Third, the chambers judge was not unreasonable in determining the balance of convenience favoured the granting of the injunction. The temporary delay in imposing random testing would not have been a great inconvenience to Suncor as it had delayed the implementation of the new policy for its contractors until January 1, 2013; the union had grieved in a timely manner; the implementation of the new policy would constitute a significant change to the workplace environment; and the grievance process would involve an assessment of Suncor’s jurisdiction and evidentiary foundation for its new policy (para 6).
The evidence did not disclose that the application of the policy—which detected only prior use of drugs and alcohol—would have a effect on the prevention of job site accidents nor that it would do so more effectively than the current policy, which is limited to testing when there is evidence that creates a suspicion of drug and alcohol use. Further, the new policy is not limited to those employees who engage in hazardous work; its application to safety sensitive positions “casts a wide net over employees whose work may not involve a real risk of accident” (para 7).

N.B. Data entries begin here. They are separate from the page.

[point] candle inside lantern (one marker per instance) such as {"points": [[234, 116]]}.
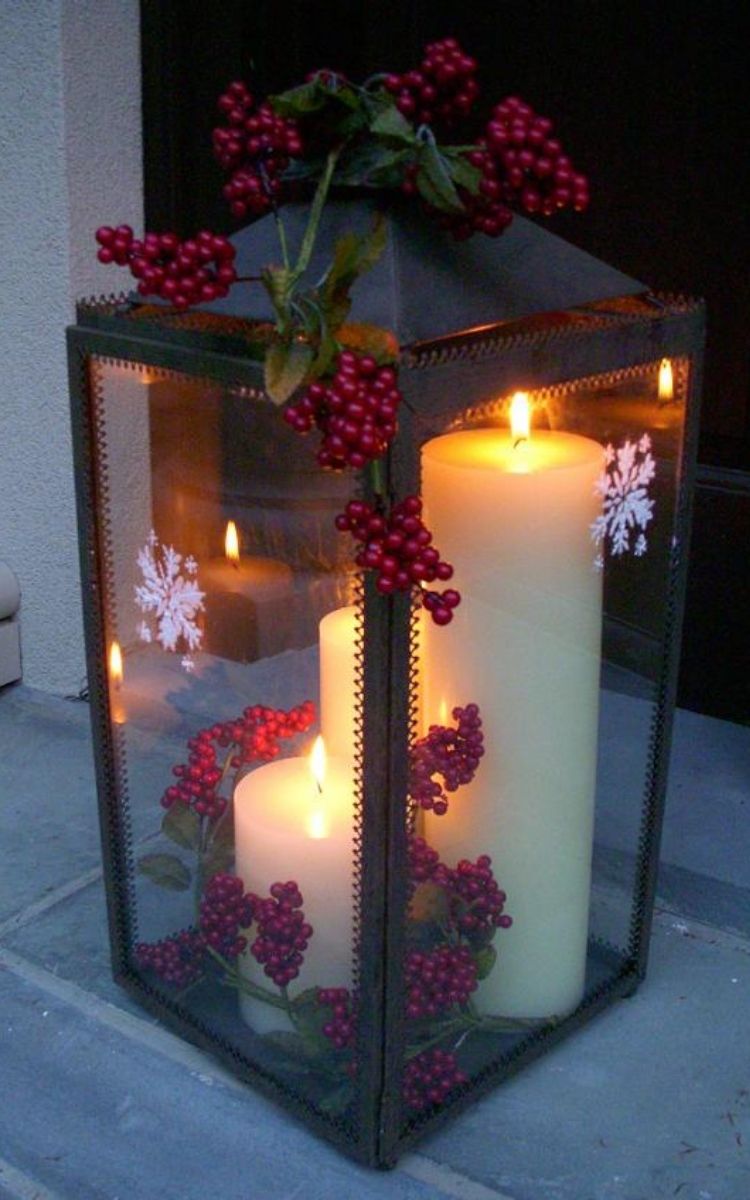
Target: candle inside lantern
{"points": [[117, 707], [244, 617], [293, 820], [666, 381], [339, 636], [511, 511]]}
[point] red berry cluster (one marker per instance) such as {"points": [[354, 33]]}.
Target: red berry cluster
{"points": [[399, 547], [438, 979], [256, 145], [425, 865], [178, 960], [341, 1027], [442, 90], [355, 412], [430, 1077], [450, 753], [282, 933], [184, 273], [198, 780], [477, 903], [225, 911], [533, 163], [256, 735], [258, 731]]}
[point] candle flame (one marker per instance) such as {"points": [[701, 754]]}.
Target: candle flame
{"points": [[115, 665], [232, 543], [317, 826], [317, 762], [520, 417], [666, 381]]}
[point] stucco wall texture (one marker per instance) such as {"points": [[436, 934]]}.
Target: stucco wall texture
{"points": [[70, 161]]}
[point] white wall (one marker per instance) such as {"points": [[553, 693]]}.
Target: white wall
{"points": [[70, 161]]}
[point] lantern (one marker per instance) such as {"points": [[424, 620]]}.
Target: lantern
{"points": [[371, 849]]}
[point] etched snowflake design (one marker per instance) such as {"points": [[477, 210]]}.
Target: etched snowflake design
{"points": [[627, 507], [169, 599]]}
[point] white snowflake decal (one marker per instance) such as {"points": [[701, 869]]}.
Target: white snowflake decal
{"points": [[627, 509], [169, 599]]}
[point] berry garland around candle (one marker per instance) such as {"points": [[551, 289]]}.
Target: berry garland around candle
{"points": [[387, 135]]}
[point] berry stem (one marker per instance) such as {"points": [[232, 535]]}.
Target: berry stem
{"points": [[377, 477], [234, 979], [311, 232]]}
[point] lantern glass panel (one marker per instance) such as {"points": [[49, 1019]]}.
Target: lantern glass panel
{"points": [[526, 892], [232, 622]]}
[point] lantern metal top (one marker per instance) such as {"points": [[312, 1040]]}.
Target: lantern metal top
{"points": [[427, 285]]}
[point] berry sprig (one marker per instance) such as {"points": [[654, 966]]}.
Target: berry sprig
{"points": [[226, 910], [253, 736], [256, 145], [184, 273], [355, 412], [341, 1027], [430, 1077], [442, 90], [178, 960], [439, 979], [534, 168], [477, 901], [453, 754], [282, 933], [399, 546]]}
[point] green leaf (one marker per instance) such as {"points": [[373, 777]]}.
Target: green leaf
{"points": [[462, 172], [166, 870], [372, 165], [183, 826], [279, 282], [485, 960], [286, 366], [393, 125], [435, 181]]}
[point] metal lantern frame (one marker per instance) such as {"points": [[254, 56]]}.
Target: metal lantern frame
{"points": [[604, 339]]}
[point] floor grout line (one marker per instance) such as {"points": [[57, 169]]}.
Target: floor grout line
{"points": [[18, 1186], [64, 892], [448, 1183]]}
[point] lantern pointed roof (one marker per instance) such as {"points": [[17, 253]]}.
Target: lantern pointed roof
{"points": [[426, 285]]}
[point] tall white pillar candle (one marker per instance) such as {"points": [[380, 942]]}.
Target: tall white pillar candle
{"points": [[339, 635], [525, 645], [287, 828]]}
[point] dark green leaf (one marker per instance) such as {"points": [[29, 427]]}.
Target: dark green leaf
{"points": [[279, 282], [166, 870], [435, 183], [462, 172], [372, 165], [485, 960], [181, 826], [286, 366], [393, 125]]}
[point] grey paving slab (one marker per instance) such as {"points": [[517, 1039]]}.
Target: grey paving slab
{"points": [[707, 826], [48, 829], [96, 1116], [649, 1102]]}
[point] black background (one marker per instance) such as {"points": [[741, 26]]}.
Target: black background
{"points": [[652, 102]]}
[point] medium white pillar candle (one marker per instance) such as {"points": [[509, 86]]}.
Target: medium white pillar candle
{"points": [[287, 828], [525, 645], [339, 634], [246, 615]]}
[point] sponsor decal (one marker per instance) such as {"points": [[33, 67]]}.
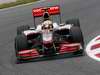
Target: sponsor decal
{"points": [[93, 48]]}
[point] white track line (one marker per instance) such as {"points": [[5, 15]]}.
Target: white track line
{"points": [[21, 5]]}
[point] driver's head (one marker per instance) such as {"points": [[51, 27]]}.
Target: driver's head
{"points": [[47, 25]]}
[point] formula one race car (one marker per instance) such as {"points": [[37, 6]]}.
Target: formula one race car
{"points": [[48, 39]]}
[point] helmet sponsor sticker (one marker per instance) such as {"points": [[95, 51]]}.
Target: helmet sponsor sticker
{"points": [[93, 48]]}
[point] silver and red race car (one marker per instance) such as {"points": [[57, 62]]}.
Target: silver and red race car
{"points": [[49, 39]]}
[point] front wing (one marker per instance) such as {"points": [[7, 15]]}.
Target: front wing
{"points": [[65, 51]]}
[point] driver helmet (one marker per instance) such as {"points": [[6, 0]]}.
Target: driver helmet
{"points": [[47, 25]]}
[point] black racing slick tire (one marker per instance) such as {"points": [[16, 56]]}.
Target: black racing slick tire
{"points": [[21, 42], [77, 35], [73, 21], [20, 29]]}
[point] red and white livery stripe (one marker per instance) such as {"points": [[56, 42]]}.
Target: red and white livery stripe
{"points": [[93, 48]]}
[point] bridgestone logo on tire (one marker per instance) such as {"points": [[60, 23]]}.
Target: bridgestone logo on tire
{"points": [[93, 48]]}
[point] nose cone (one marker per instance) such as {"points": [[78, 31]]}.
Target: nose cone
{"points": [[46, 16]]}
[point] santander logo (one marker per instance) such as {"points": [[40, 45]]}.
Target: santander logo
{"points": [[93, 48]]}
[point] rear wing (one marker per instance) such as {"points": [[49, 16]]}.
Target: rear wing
{"points": [[53, 10]]}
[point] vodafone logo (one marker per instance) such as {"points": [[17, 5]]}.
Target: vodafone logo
{"points": [[93, 48]]}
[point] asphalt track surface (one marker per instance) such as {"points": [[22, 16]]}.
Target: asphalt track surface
{"points": [[89, 13]]}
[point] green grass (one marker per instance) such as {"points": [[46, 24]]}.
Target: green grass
{"points": [[18, 2]]}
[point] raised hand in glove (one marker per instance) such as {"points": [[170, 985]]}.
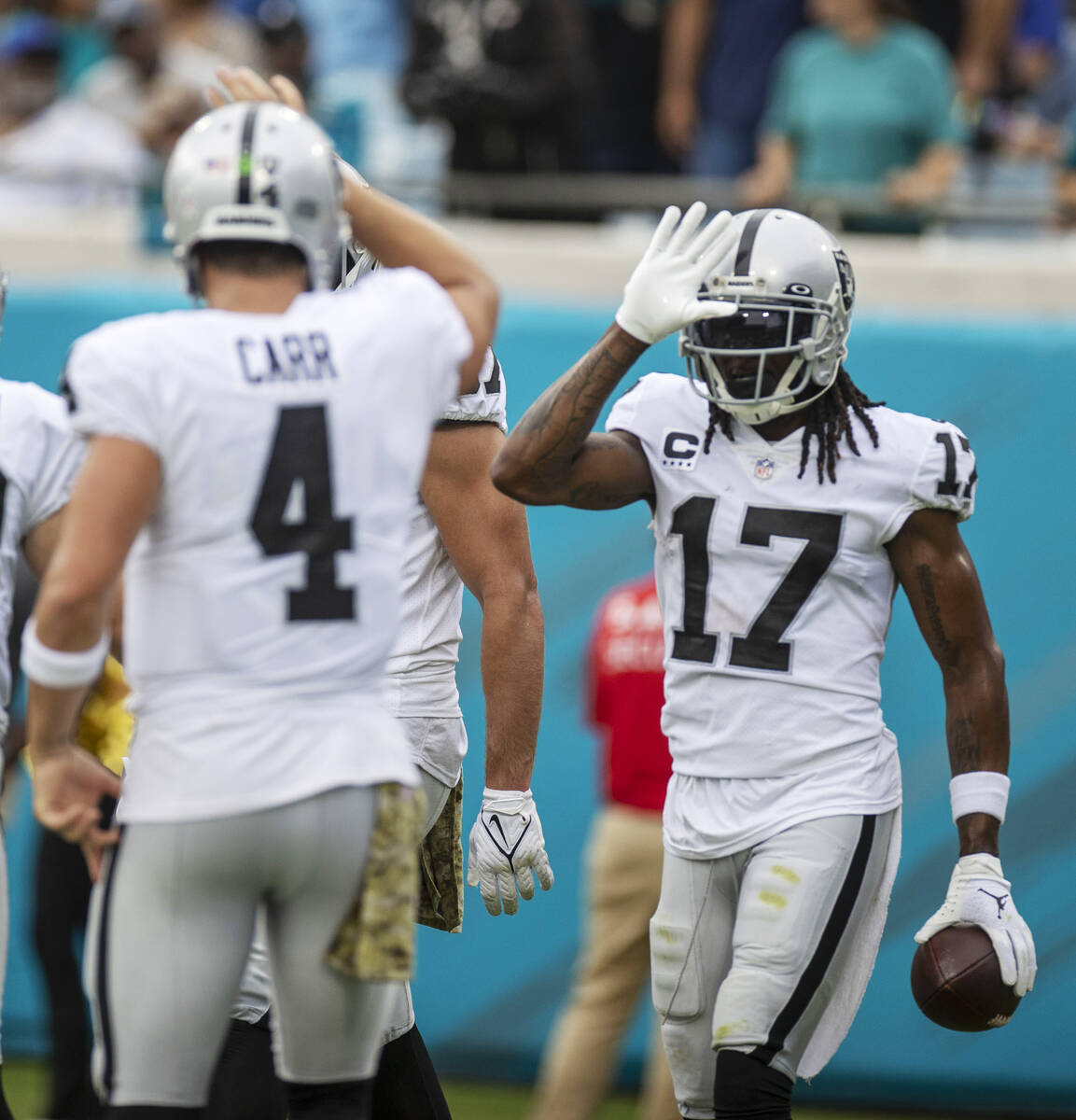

Justice Jean Côté dissented. He held that the real issue here is the “balance of convenience”. He weighed the private provision of a urine sample against death or dismemberment by an accident. Further, the perils of accidents were not all experienced by Suncor employees. The plant contains a number of very dangerous substances that could leak in a catastrophic manner. Mere inconvenience to the public or to non-parties is a relevant factor for the balance of convenience analysis (para 16). In addition, the company could be subjected to heavy vicarious liability for the negligence of one of its employees. Accidents could also cause spills, leaks, smoke, pollution or death or harm to fish or wildlife (para 18). While compensation for death or personal injury is rarely fully compensated by tort or worker’s compensation law, infringement of privacy is reparable by paying money compensation. Finally, if the random testing policy here is too broad, the proper remedy would be an injunction again the excess portion. (para 23).
Perhaps Justice Côté was not persuaded by the fact that only six percent of the employees tested under the original drug and alcohol policy over a three year period tested positive. In the 12 years from 2000 to 2012, Suncor experienced seven fatalities, with just three of those having been under the influence of drugs and alcohol at the time of their deaths. The majority also noted that there was no evidence of any environmental hazard created as a result of employee substance abuse. Finally, Suncor offered no evidence that the operation of the current drug and alcohol policy had actually reduced rates of accidents during its application (para 8).
It appears that the evidentiary basis for the assertions of either side will decide this case in the end.